In Emile Carlier - «Mort
? Pas encore ! Mes souvenirs 1814-1918
par un ancien soldat du 127e R.I.», Archeologia Duacensis, Société
Archéologique de Douai, 1993
(Emile Carlier est né à Valenciennes en 1882 et décédé en
1947)
« Le 21 août
1917
Nous arrivons à Quaëdypre qui nous est assignée comme
cantonnement. Quaëdypre est une charmante commune des Flandres, située à
quelques kilomètres de Bergues sont les quatre clochers dominent la région.

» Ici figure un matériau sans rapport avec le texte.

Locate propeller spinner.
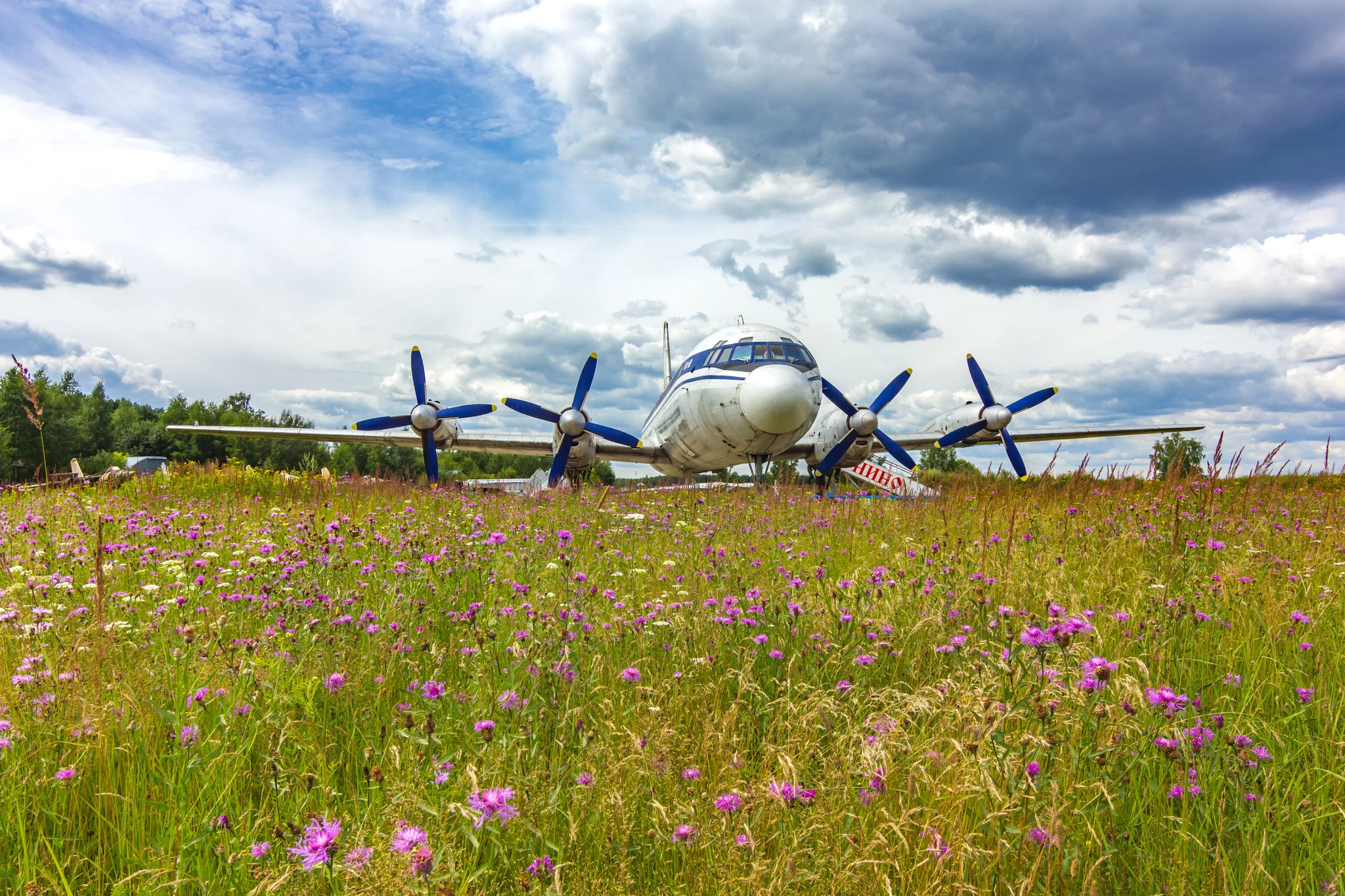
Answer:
[349,345,495,485]
[502,352,640,489]
[818,367,916,474]
[939,354,1060,480]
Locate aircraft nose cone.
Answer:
[738,364,816,435]
[412,404,439,431]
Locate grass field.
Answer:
[0,470,1345,896]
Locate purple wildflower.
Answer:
[289,818,340,870]
[393,825,428,853]
[467,787,518,828]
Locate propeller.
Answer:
[939,354,1060,480]
[502,352,640,489]
[349,345,495,485]
[818,367,916,474]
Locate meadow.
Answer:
[0,469,1345,896]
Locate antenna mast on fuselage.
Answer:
[663,321,672,389]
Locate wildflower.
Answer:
[766,780,818,806]
[391,825,428,853]
[467,787,518,828]
[1028,828,1056,846]
[412,846,435,877]
[1018,626,1056,647]
[714,794,742,811]
[1145,688,1187,712]
[289,818,340,870]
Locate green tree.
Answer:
[1149,433,1205,480]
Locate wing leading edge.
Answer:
[165,426,661,463]
[776,423,1205,461]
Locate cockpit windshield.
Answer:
[678,343,818,376]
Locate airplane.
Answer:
[168,322,1204,488]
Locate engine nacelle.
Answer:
[807,408,875,469]
[552,429,597,470]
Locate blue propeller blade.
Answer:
[546,435,574,489]
[1000,430,1028,480]
[349,414,412,430]
[570,352,597,411]
[1006,387,1060,414]
[939,421,986,447]
[967,353,996,407]
[822,377,860,417]
[873,430,916,473]
[818,430,860,473]
[439,404,495,421]
[412,345,425,404]
[584,421,642,447]
[421,433,439,485]
[869,367,910,414]
[500,398,561,423]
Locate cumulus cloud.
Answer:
[839,286,943,343]
[448,0,1345,215]
[612,298,667,317]
[0,227,131,289]
[692,239,841,316]
[381,158,444,171]
[906,212,1149,295]
[0,320,177,402]
[1139,234,1345,326]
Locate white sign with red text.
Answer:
[846,457,935,498]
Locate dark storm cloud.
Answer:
[594,1,1345,217]
[841,289,943,343]
[0,227,131,289]
[692,239,841,312]
[906,227,1149,295]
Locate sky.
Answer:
[0,0,1345,471]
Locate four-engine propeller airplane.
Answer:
[168,324,1202,486]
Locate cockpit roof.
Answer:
[689,324,803,354]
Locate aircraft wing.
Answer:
[774,423,1205,461]
[874,423,1205,453]
[165,426,662,463]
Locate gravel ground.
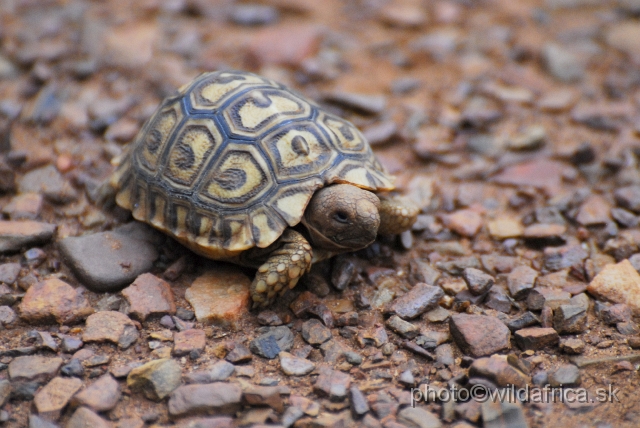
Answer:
[0,0,640,428]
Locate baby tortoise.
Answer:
[110,71,418,307]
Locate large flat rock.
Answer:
[58,223,158,291]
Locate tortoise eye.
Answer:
[333,211,349,223]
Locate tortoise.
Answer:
[110,71,418,307]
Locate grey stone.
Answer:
[58,223,158,291]
[279,352,316,376]
[514,327,559,350]
[301,319,331,345]
[484,288,512,314]
[388,283,444,319]
[0,263,22,285]
[553,305,587,334]
[549,364,580,387]
[385,315,420,339]
[72,374,121,412]
[249,326,293,360]
[449,314,511,358]
[127,358,182,401]
[542,43,584,82]
[349,386,369,416]
[614,185,640,213]
[507,266,538,300]
[507,311,540,331]
[0,220,57,253]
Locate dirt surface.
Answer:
[0,0,640,427]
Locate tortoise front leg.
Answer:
[378,195,420,235]
[250,229,313,308]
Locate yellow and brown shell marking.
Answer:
[113,71,393,258]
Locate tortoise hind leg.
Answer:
[250,229,313,308]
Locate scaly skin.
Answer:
[250,229,313,308]
[378,195,420,235]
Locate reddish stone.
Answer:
[493,159,567,195]
[82,311,138,347]
[185,267,251,327]
[122,273,176,321]
[173,329,206,357]
[19,278,93,324]
[33,377,82,420]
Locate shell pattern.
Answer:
[112,71,393,252]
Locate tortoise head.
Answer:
[302,184,380,252]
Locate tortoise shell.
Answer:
[111,71,393,257]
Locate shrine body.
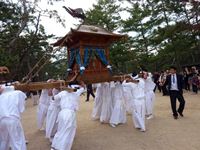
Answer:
[54,25,126,83]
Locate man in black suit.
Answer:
[86,84,95,102]
[166,66,185,119]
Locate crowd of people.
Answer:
[153,66,200,96]
[0,67,189,150]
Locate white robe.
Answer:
[100,82,113,123]
[52,88,84,150]
[92,84,103,120]
[145,77,155,115]
[37,89,50,129]
[46,89,61,140]
[124,78,146,131]
[123,84,133,114]
[0,91,26,150]
[110,82,126,125]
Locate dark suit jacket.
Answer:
[165,74,183,93]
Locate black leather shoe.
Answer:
[178,112,184,117]
[174,116,178,119]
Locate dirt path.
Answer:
[23,93,200,150]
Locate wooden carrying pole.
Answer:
[14,75,133,92]
[14,81,73,92]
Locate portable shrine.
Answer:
[53,25,125,83]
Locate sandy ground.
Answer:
[23,93,200,150]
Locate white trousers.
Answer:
[52,109,76,150]
[46,102,60,139]
[145,91,155,115]
[132,98,145,130]
[0,117,26,150]
[110,100,126,125]
[37,103,48,129]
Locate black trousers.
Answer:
[192,84,198,93]
[162,85,169,96]
[169,90,185,116]
[86,90,95,101]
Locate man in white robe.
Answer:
[122,84,133,114]
[52,83,85,150]
[110,82,126,127]
[144,72,156,119]
[0,86,26,150]
[100,82,113,123]
[46,88,61,142]
[92,83,103,120]
[37,89,51,130]
[123,74,146,132]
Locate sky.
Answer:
[39,0,97,37]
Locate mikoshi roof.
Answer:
[0,66,10,74]
[53,24,126,46]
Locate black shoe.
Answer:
[178,111,184,117]
[174,116,178,119]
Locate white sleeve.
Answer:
[17,91,27,113]
[75,87,85,96]
[54,92,62,101]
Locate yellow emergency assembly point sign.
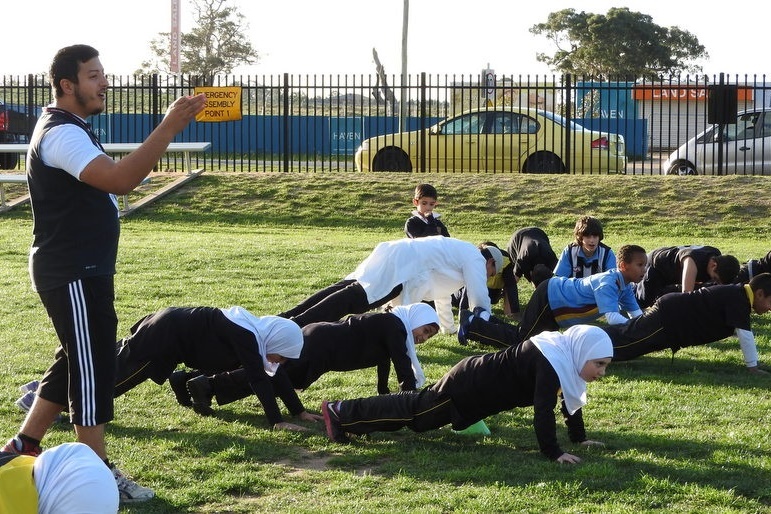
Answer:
[195,86,241,121]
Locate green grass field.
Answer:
[0,172,771,513]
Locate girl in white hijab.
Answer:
[390,303,439,388]
[175,303,439,405]
[321,325,613,464]
[0,443,119,514]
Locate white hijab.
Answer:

Les états-majors de l’I.D. et de la D.I. sont à Quaëdypre,
le 127e à Warhem, le 327e à Socx, le 43e à
Bissezeele. Il est toujours désagréable pour nous de nous trouver dans le même
cantonnement que la division. Nous sommes un peu les parents pauvres et nous
devons nous contenter comme logements de ce que les autres veulent bien nous
laisser. Nous nous installons tant bien que mal dans un moulin abandonné.
Quaëdypre, comme toutes les communes des Flandres, possède une belle et vaste
église, où l’on trouve plus de richesses et de dorures que de goût. Il y a
toutefois comme à Warhem de magnifiques boiseries qui font l’admiration des
connaisseurs. La population est très croyante et le dimanche aux offices malgré
sa grande étendue, la nef est entièrement remplie par la foule des soldats et
des habitants. Notre repos sera de longue durée, aussi j’aurai tout le loisir
de visiter la région.
La ville de Bergues est à peu près intacte, à part quelques
maisons jetées à bas par le canon à longue portée ou les bombes d’avions. Aucun
de ses monuments n’est touché et ce serait grandement dommage ! Voici les
tours de Saint-Winoc, l’église flamande dont la tour massive contraste étrangement
avec le svelte et élégant beffroi, l’hôtel de ville renaissance à la façade
duquel j’admire un beau buste de Lamartine, ancien député de Bergues, inauguré
quelques mois avant la guerre, enfin la gendarmerie, curieuse maison de
l’époque espagnole. Bergues n’est plus la cité tranquille et endormie que j’ai
connue jadis. Du fait de la guerre, elle a pris une importance considérable. Il
y a une telle circulation dans les rues qu’on a dû interdire aux automobiles
militaires de traverser la ville. Des quantités de nouveaux magasins se sont
ouverts, des coopératives militaires ont été créées. La ville est occupée par
de nombreux états-majors, les services de l’intendance. C’est un va-et-vient
continuel de plantons, de cyclistes, de motocyclistes. C’est de Bergues que
partent tous les permissionnaires et c’est là également qu’ils débarquent en
revenant de permission. De nombreux baraquements ont été construits derrière la
gare pour les permissionnaires partant. Lors du retour, on se rend à la peu
hospitalière caserne Leclercq où l’on gèle littéralement. Bon nombre de
carreaux manquent aux fenêtres et aucune couverture n’est mise à la disposition
pour passer la nuit.
Les Anglais ont créé une nouvelle ligne de chemin de fer,
qui va de Bergues à Roesbrugge, et il existe, en outre, un service de camions
automobiles, pour les localités que ne dessert pas la voie ferrée. Un camp de
prisonniers allemands a été installé aux portes de la ville et les prisonniers
sont employés aux services de la voirie, à l’entretien des routes et des lignes
de chemin de fer.
Je vais à Dunkerque, Malo-les-Bains, Malo-centre et
Malo-Terminus.
Ici, l’impression est tout à fait différente. On a tellement
parlé des bombardements de la région de Dunkerque par avions, navires de
guerre, canon à longue portée que je m’attendais à trouver une ville en ruines.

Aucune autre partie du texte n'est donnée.